# How do I move homing pigeons to a new location



## diddy

Can anyone help me with advice on how to move what are homing pigeons. I have two hand reared rock doves aka UK feral pigeons. They are both super tame, lovely birds...too tame in fact and this is causing problems with the neighbours etc. Luckily I have found them a new home with friends of mine who love them and they have no real neighbours as their house is in the countryside. The the birds have been 'free' since they were old enough to fly last September. They now live in a nice roost/house which I have fixed to the side of my house. At the moment they are free to come and go as they please and they pretty much have a routine of looking for me and their food early in the morning, they sit on my head and shoulder etc all very sweet. They are sitting on fake eggs at the moment so they take it in turns to go of for a few hours flying. Each night they put themselves to bed in their roost and on we go. Now I need to move them to my friends house which is only about 5 miles away. Short of just moving them and their box to his house I'm not sure what to do. I know that they must have excellent homing instincts so I think if we take them to his house they may just come back the same or next day wont they? Is there a special way to move homing pigeons. Do they have to be shut in for a few weeks at the new location etc. How do we make them settle at their new home and stay there? If anyone has any advice on how to move a pair of pigeons from one place to another I'd love to know how to do it really soon! Thank you


----------



## Skyeking

Since they are used to coming and going as they please at your place it may pose a problem, if they do have the homing ability, as some ferals do. They may have taken mental pictures of the area in regards to their little coop when they are outside and it also depends on how far away they have taken themselves-to take those mental picture. If they did they may come back.

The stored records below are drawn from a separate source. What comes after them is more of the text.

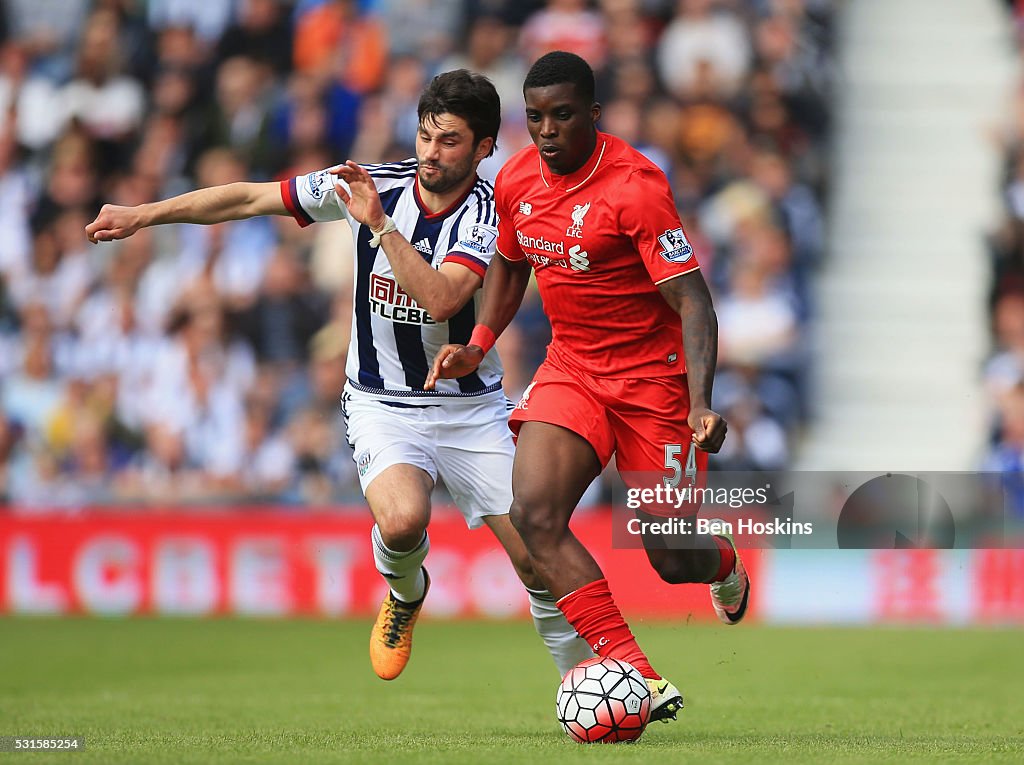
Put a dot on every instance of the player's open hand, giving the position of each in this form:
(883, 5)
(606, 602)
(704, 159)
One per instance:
(709, 429)
(360, 198)
(114, 222)
(454, 360)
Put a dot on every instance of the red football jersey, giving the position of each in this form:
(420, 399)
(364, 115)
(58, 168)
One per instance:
(600, 241)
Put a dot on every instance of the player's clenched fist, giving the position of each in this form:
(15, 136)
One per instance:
(114, 222)
(453, 362)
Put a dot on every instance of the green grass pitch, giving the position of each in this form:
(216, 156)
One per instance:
(182, 691)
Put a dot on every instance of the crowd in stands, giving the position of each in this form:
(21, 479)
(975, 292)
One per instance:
(198, 365)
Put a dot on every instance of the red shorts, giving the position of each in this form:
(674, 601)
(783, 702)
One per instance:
(633, 418)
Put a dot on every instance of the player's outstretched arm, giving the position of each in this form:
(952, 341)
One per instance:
(504, 288)
(213, 205)
(689, 297)
(442, 291)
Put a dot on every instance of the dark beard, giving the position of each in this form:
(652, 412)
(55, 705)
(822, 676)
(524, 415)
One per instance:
(449, 179)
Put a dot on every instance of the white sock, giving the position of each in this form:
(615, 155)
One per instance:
(403, 570)
(565, 646)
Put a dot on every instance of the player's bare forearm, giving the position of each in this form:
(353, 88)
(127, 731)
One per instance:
(442, 291)
(213, 205)
(689, 297)
(504, 289)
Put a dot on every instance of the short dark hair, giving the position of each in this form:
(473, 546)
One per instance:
(464, 94)
(561, 67)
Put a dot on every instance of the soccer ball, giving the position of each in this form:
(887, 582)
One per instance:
(603, 699)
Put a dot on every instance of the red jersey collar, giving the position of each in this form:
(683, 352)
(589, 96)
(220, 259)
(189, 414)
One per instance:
(574, 179)
(448, 210)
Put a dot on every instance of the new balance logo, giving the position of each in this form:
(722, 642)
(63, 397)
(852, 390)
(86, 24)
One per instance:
(579, 261)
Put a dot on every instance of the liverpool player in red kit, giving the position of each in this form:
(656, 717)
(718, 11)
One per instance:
(625, 296)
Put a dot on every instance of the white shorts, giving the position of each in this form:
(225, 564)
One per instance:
(467, 443)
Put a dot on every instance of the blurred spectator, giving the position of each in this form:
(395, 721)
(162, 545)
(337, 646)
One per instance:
(704, 42)
(565, 25)
(334, 41)
(209, 18)
(261, 32)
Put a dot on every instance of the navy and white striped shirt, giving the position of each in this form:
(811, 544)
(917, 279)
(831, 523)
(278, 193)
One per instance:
(394, 340)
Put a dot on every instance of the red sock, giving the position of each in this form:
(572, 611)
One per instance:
(595, 617)
(728, 558)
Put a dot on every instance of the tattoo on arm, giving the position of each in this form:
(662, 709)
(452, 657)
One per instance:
(689, 297)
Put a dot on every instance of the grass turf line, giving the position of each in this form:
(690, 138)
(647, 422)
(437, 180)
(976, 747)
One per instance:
(236, 690)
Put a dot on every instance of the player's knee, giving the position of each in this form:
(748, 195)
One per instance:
(401, 529)
(524, 569)
(537, 523)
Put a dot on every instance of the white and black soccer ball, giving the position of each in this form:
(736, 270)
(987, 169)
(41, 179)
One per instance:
(603, 699)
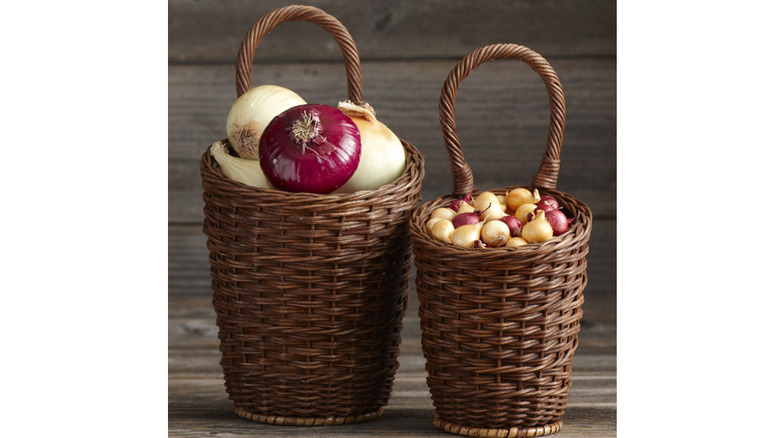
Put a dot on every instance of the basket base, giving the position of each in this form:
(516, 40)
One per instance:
(306, 421)
(483, 432)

However, your best bet it to keep them inside, let them set up house, and lay eggs, that will give them the best chance of staying in the new area, once they are allowed free. The eggs will be the most important thing for them and may keep them there, especially if allowed to hatch.

This has worked for a few of my birds, but keep in mind there are no guarantees.


----------



## pigeonpoo

I#ve done the same with a couple of my birds. take them to the new location and keep them confined until they lay. Place them outside in an open cage/box so that they can see the outside of their new home...I did this for five days. Then release them. If/when they return to their old loft DO NOT FEED THEM THERE. Basket them up and return them to the new home and feed. It takes patience and time. Good luck.


----------